In response, L2 (Layer 2 solutions) have expanded their product lines and are funneling the profits generated from these products into DAO (Decentralized Autonomous Organization), promising that future token holders will be responsible for capital allocation.

  1. Rollup framework - Participating in the Optimism Collective means you need to funnel 15% of sequencer profits or 2.5% of revenue into the collective (DAO treasury).

  2. Shared validity framework - Users either pay higher fees for cross-domain transactions or choose to join and bear B2B costs. It is currently unclear how to funnel these revenues back to the Protocol Owner's Equity (POL).

  3. Shared sequencers - Create a third-party service that allows atomic-level interoperability between different domains.
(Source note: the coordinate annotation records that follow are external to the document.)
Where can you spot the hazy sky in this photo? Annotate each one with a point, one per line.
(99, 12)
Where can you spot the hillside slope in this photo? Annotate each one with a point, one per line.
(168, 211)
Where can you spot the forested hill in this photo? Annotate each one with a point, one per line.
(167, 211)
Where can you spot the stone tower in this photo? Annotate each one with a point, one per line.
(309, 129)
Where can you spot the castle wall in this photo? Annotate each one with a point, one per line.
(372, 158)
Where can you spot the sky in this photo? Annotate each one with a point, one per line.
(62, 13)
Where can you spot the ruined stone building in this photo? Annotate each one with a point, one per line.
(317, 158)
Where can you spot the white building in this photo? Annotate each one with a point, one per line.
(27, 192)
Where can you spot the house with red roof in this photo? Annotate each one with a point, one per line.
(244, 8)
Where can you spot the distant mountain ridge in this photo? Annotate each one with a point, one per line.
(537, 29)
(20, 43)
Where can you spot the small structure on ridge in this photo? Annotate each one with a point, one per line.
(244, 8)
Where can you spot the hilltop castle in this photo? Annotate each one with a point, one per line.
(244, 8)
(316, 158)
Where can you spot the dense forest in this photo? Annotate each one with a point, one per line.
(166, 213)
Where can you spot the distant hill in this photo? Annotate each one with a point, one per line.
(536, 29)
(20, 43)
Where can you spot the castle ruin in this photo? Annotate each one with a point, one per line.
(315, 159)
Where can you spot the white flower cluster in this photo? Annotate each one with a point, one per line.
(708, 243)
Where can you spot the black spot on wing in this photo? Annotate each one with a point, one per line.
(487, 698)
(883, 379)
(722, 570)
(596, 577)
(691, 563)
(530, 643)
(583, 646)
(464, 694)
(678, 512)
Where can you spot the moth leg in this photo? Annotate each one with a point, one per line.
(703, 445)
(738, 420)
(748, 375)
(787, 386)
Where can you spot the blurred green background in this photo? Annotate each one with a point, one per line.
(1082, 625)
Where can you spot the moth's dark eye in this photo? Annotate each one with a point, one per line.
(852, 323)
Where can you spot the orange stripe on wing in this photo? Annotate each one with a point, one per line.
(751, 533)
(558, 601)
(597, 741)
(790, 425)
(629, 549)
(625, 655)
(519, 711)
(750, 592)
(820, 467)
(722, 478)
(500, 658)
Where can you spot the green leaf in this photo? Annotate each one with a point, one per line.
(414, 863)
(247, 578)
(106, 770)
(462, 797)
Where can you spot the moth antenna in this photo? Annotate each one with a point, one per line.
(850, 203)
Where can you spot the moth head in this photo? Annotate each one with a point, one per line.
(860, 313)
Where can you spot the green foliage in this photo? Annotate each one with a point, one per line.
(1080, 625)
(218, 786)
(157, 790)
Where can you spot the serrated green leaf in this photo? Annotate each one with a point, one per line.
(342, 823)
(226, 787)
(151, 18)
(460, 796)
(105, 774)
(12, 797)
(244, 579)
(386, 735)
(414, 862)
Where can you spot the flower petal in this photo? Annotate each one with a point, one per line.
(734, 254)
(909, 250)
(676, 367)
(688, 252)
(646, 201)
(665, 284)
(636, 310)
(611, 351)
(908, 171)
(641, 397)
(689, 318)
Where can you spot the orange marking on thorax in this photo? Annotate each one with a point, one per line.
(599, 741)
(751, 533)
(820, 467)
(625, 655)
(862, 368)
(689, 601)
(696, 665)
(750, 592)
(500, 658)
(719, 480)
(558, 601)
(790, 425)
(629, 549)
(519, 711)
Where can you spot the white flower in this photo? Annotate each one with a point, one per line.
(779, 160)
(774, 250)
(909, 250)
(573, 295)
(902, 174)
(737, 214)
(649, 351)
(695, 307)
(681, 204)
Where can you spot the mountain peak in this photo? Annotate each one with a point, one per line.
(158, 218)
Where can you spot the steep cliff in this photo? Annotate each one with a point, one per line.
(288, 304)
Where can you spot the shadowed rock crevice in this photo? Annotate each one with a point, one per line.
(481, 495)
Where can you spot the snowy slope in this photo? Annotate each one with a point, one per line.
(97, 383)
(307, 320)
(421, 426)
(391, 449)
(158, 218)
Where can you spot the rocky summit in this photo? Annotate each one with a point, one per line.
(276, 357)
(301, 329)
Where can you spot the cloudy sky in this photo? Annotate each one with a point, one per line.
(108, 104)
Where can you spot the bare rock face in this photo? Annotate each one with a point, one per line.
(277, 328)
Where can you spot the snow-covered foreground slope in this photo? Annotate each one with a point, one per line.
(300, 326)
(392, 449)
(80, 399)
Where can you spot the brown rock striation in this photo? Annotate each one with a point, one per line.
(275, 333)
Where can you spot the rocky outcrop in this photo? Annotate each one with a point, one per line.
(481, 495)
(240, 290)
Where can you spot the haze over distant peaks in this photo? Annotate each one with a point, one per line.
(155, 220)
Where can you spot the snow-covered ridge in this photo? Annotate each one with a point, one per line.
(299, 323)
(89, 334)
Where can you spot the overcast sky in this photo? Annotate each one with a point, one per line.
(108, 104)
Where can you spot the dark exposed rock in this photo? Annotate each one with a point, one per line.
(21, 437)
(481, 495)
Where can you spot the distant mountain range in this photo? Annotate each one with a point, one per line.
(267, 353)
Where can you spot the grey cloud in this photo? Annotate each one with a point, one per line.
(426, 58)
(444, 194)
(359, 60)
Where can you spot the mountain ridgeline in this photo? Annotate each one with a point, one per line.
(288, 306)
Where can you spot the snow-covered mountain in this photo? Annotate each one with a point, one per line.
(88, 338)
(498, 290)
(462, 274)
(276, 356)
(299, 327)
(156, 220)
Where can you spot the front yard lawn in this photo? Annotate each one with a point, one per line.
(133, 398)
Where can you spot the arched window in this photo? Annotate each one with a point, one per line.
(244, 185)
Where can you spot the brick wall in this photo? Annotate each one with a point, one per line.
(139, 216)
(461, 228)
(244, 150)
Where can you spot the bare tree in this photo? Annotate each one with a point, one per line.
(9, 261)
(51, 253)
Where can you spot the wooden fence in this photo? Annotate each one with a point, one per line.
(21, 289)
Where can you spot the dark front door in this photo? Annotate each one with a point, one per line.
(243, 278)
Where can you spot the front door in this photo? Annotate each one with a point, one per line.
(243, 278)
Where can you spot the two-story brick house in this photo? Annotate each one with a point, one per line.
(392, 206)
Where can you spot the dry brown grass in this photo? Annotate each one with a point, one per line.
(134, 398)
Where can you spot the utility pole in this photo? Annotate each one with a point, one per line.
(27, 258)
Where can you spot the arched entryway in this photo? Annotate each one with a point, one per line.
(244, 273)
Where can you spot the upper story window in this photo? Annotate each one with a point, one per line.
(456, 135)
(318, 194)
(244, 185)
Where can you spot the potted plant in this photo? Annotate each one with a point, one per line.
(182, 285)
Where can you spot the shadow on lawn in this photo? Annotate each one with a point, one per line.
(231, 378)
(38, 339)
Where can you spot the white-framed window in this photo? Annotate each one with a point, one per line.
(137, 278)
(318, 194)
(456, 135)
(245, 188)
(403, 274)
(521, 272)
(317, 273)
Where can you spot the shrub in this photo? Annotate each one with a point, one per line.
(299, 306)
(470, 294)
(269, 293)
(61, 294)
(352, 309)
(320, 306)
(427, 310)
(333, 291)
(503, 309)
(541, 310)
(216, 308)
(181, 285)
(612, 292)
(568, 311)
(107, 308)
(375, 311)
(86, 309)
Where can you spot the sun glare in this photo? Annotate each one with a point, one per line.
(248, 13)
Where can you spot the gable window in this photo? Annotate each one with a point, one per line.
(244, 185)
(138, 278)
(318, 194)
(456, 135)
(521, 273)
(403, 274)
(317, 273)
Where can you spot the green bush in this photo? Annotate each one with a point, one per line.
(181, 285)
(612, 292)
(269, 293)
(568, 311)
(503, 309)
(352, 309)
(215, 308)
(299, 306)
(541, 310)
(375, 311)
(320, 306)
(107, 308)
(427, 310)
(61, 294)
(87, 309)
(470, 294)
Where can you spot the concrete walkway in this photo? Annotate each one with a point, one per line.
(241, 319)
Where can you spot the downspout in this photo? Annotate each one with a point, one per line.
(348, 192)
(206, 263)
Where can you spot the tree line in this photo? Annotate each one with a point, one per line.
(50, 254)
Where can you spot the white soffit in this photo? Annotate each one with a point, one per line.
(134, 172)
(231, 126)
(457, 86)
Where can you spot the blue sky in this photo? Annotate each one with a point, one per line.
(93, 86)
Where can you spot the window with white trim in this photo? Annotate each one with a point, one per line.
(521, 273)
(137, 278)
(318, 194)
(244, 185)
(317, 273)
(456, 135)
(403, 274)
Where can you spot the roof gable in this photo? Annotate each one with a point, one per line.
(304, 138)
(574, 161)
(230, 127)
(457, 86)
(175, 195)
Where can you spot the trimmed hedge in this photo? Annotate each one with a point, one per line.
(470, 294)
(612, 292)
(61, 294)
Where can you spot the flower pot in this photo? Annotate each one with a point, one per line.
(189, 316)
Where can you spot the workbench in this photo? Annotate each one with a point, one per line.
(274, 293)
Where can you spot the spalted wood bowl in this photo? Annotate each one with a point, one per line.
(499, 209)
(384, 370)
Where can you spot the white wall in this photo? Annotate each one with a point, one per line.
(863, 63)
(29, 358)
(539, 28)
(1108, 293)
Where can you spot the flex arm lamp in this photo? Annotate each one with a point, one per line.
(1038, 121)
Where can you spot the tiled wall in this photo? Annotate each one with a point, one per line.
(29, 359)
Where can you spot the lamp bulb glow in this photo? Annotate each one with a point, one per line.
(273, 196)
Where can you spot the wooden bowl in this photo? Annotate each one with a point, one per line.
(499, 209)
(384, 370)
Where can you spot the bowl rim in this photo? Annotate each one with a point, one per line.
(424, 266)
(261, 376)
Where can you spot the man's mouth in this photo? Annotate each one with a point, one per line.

Charge a portion of the cross-domain surplus fees, funneling them into the DAO (no rollup teams have achieved this yet).

L1 validators are providing additional services to earn extra income, and if they do not do so, they will need to continue doing so to maintain the Annual Percentage Yield (APY).

  • Sequencing

  • Pre-confirmation

  • Sorting-based transactions

  • Gasless transaction sponsorship

Of course, validators have other functions in their network participation, such as validating blocks and propagating transactions.

So, what would a world look like where validators sell additional services?

If validators are unwilling to take on extra work (for example, they do not want to participate in block building), centralized intermediaries may emerge to perform these operations on behalf of validators (e.g., gateway pre-confirmation), or infrastructure may change to enable validators to easily provide these services (e.g., Eigenlayer's MEV-Boost++).

How will protocol/application valuations change?

As application chains and Application Chain Services (ASS) force blockchains to return value to decentralized applications (dapps), the surge of ASS-driven decentralized applications will also prompt these applications to return value to users.

As decentralized applications gain more sources of income and gradually mature, we will see more "registration bonuses/startup balances," "sponsored transactions," and customer acquisition costs (CAC) similar to Web2. This will drive a new wave of prosperity in application development in the crypto space.

It is currently unclear how this change will affect existing blockchains. We cannot determine if any L1 or L2 valuations are based on multiples of their income, and it is difficult to quantify and attribute to meme-ness and moneyness. L1 validators' income may decline—theoretically, access to the value of controversial states is infinite, while the value of other additional services remains unclear.